Is graybox testing a myth?

Have you ever heard the idea that “graybox testing is just blend of whitebox testing and blackbox testing” before? The claim is usually accompanied by some variation of this pat graphic.

The term “graybox” sounds nice on the surface as a balance of tradeoffs between blackbox and whitebox, but more often than not, the attempt to actually construct one results in what I call the Frankenbox, an ad-hoc mixing of abstraction layers that creates more issues than it solves. It matters because test suites built on top of frankenboxes are constantly breaking, reporting false negatives, and eventually getting disabled as software teams lose faith in them.

A brief recap: blackbox vs whitebox testing

We say that a test is “blackbox” test if it requires zero knowledge of how the system it is testing actually works. When we write one, we force ourselves to treat the system as a completely opaque entity about which we can only learn things by sending it inputs and observing the resulting outputs.

This is a great model for testing software because it lines up perfectly with the way software is used. Whether it is a library of functions, or it is a full blown REST application, the callers of a software system must, by definition, interact with it exclusively as a black box. There is simply no better way to verify correctness of behavior than by enforcing that each test should conduct itself as a real life caller would.

A blackbox can be know only by its inputs and outputs

A blackbox can be known only by its inputs and outputs

While the blackbox test might represent the platonic ideal of what a test should be, how exactly to we go about making one? For example, in an end-to-end test, what happens if you need to create a new user before every run? You might have to use a private API. And what if after that user is created, the test needs to wait for an unknown time for that user to become available because you’re using micro services and your state is only eventually consistent? Or even more simply, what if the only way to find the “Submit” button is by knowing a very specific CSS selector or a test id?

To do these things, your only option is to pierce the veil of abstraction and allow the test to have specific knowledge of the system so that it can manipulate it directly from the inside. We call tests like these “whitebox” tests because to them, the system under test is transparent; they can see through the public facing API in order to read and manipulate the underlying internals.

Whitebox tests provide one answer to the challenges of a blackbox test… If we need to connect directly to Postgres, we can. If we need to use a CSS class or a test id, we do. Whatever state we need to read in order to complete our test is all there right in front of us.

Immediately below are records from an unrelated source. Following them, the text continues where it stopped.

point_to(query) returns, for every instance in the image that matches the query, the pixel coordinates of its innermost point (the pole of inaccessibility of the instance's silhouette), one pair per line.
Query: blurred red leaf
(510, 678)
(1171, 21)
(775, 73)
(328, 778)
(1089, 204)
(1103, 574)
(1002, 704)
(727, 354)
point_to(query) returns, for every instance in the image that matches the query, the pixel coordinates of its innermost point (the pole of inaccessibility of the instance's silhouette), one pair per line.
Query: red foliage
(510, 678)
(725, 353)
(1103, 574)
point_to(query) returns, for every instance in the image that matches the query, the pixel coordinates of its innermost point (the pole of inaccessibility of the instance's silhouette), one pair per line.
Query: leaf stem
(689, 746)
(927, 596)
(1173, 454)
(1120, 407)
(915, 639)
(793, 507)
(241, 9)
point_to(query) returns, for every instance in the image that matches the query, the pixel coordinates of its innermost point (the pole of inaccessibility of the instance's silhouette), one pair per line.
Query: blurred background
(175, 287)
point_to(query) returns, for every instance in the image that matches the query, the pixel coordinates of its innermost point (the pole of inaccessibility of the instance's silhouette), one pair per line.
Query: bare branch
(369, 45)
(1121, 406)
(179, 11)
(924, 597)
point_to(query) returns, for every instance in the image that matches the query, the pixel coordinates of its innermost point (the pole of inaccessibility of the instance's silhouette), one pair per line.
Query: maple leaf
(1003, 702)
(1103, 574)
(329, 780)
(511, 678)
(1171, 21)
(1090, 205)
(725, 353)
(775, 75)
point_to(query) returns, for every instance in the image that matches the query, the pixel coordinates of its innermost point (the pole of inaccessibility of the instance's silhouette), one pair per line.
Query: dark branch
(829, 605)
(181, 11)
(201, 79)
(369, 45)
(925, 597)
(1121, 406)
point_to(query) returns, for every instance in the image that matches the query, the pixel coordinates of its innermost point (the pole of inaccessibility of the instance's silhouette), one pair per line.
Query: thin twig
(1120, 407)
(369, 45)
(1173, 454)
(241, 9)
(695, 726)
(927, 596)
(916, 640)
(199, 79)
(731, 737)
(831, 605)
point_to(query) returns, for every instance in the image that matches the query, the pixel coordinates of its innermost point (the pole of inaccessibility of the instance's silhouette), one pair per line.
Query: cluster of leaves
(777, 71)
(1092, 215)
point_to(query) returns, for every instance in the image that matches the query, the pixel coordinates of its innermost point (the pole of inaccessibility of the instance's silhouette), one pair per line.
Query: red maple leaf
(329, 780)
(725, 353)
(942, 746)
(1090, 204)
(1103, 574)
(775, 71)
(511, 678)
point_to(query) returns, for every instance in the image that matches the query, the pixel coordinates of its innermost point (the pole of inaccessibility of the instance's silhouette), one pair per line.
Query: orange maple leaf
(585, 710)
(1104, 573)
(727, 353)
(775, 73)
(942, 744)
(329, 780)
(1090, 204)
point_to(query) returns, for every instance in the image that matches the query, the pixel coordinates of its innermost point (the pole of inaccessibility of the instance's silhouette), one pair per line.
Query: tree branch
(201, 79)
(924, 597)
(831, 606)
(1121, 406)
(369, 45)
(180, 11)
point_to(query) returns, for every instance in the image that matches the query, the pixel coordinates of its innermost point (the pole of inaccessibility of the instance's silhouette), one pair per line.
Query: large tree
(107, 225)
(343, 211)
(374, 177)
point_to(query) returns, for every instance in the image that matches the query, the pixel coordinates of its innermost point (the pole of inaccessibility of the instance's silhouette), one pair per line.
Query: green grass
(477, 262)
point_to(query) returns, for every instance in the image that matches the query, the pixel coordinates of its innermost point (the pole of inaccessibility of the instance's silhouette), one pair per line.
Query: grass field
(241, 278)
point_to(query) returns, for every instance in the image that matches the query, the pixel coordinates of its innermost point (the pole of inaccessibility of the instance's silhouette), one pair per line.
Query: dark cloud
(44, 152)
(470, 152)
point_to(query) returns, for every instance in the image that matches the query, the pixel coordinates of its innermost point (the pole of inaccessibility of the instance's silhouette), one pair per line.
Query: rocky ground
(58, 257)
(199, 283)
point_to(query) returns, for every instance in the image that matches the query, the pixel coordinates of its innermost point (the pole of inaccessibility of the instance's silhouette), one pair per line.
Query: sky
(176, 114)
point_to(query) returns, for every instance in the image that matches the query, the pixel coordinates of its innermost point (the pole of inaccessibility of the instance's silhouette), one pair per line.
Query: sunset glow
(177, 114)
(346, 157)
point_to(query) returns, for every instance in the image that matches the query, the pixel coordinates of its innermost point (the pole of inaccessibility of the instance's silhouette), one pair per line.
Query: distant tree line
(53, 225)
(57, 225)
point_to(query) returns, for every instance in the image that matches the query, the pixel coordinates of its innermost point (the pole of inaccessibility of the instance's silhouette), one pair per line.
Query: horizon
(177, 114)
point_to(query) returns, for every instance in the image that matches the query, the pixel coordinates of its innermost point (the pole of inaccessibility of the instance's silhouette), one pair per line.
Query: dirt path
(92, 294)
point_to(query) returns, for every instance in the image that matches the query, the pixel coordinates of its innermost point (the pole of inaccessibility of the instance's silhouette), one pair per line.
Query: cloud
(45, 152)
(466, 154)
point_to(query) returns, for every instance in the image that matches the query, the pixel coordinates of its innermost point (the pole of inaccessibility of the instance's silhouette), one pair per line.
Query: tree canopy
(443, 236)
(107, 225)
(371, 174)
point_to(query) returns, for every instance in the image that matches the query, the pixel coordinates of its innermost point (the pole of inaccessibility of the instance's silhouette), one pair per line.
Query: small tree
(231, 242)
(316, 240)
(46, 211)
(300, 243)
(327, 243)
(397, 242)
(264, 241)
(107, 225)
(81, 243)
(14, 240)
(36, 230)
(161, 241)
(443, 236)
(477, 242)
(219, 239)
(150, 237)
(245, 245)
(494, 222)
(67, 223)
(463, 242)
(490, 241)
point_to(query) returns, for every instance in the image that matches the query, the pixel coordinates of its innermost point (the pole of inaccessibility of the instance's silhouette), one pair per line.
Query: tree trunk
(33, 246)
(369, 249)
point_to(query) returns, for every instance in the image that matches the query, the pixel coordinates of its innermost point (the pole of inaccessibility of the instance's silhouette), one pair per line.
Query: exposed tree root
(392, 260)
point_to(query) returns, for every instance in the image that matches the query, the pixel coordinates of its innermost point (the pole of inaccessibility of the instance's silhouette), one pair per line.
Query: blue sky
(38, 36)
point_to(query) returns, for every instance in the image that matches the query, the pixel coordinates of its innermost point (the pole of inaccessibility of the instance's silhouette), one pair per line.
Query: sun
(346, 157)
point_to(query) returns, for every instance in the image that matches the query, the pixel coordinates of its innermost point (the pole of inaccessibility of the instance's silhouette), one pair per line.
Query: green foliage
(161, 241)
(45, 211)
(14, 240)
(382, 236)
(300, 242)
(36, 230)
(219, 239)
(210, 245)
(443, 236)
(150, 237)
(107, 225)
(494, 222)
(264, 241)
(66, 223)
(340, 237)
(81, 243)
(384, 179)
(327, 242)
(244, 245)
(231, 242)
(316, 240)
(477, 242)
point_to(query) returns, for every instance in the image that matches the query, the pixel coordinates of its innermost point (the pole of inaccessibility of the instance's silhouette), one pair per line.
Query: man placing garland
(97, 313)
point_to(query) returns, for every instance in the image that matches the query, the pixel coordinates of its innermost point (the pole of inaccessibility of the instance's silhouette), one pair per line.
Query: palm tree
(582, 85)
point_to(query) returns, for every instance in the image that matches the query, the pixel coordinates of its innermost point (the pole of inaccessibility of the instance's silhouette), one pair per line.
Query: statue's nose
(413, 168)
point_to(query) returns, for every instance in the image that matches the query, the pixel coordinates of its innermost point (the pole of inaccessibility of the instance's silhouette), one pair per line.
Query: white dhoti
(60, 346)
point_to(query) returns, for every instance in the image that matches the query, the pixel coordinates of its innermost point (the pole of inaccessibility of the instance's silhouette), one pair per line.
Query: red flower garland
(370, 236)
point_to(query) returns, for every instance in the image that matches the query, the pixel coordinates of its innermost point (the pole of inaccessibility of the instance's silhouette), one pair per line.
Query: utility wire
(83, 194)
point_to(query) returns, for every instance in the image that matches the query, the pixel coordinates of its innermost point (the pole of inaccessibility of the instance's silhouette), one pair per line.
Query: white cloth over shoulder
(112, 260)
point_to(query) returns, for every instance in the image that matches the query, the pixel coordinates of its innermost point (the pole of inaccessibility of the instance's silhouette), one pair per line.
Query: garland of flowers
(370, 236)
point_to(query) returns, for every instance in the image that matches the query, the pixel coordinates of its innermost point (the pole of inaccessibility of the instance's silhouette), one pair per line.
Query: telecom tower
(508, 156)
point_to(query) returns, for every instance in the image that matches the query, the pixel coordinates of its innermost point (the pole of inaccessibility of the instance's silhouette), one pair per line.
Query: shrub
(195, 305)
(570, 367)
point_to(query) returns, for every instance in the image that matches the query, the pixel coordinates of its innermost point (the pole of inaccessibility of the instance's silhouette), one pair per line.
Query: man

A whitebox test can interact with the system anywhere

But whitebox tests are problematic too because they are coupled to the internals of a system and not its public facing API. As a result, you cannot change the implementation of your system without breaking your whitebox tests. Switching from MySQL to Postgres? Break. Moving from AWS to Azure for bucket storage? Break. Did you just restyle your custom button component to change the markup and CSS? Broken again.

Worst of all: a whitebox test doesn’t actually verify that your system works because it’s using levers and knobs that simply don’t exist for your users.

Graybox Testing: the myth of a perfect blend

As a result, the consensus is that blackbox testing is what you want to do for the sake of correctness, but whitebox testing is what you have to for the sake of practicality. That brings us back to the hypothetical “graybox”; a hybrid approach that uses blackbox wherever it can, but resorts to whitebox whenever it must.

A graybox perfectly blends the analogies of a blackbox and a whitebox

This seems plausible at first because we’re using elements from both techniques and “mixing” them together. But ultimately the concept is misleading. What makes the blackbox and whitebox formulation compelling is that they provide guidance about where the boundaries should be drawn in your tests. “Graybox” on the other hand, completely erases the concept of boundaries which made the original analogies useful in the first place.

In the real world, you have to make real decisions about where to draw the line between which private APIs you are going to use, and which ones you won’t, and so in actuality, the “graybox” is not a smooth blending of black and white boxes, but rather a set of private API carve-outs that are cobbled together according to the needs of the current moment. In other words: a frankenbox.

A Frankenbox is a compromised blackbox with hidden and ad-hoc carve-outs for implementation details.

A Frankenbox is a blackbox that has been punctured, bolted and wired with ad-hoc carve-outs for implementation details.

Frankenboxes don’t scale because they create invisible bonds coupling tests to an implementation. These bonds are hidden from developers, so they are constantly severing them unknowingly as they change and evolve the system. And if breakage occur often enough, the team will lose faith in the test suite and begin to ignore the failures it surfaces rather than investigate them. Your tests are now a millstone around your neck instead of the force multiplier they were supposed to be.

Compound this problem across all the unique Frankenboxes each development team creates for its own tests, and it’s no wonder that so many test suites crash and burn.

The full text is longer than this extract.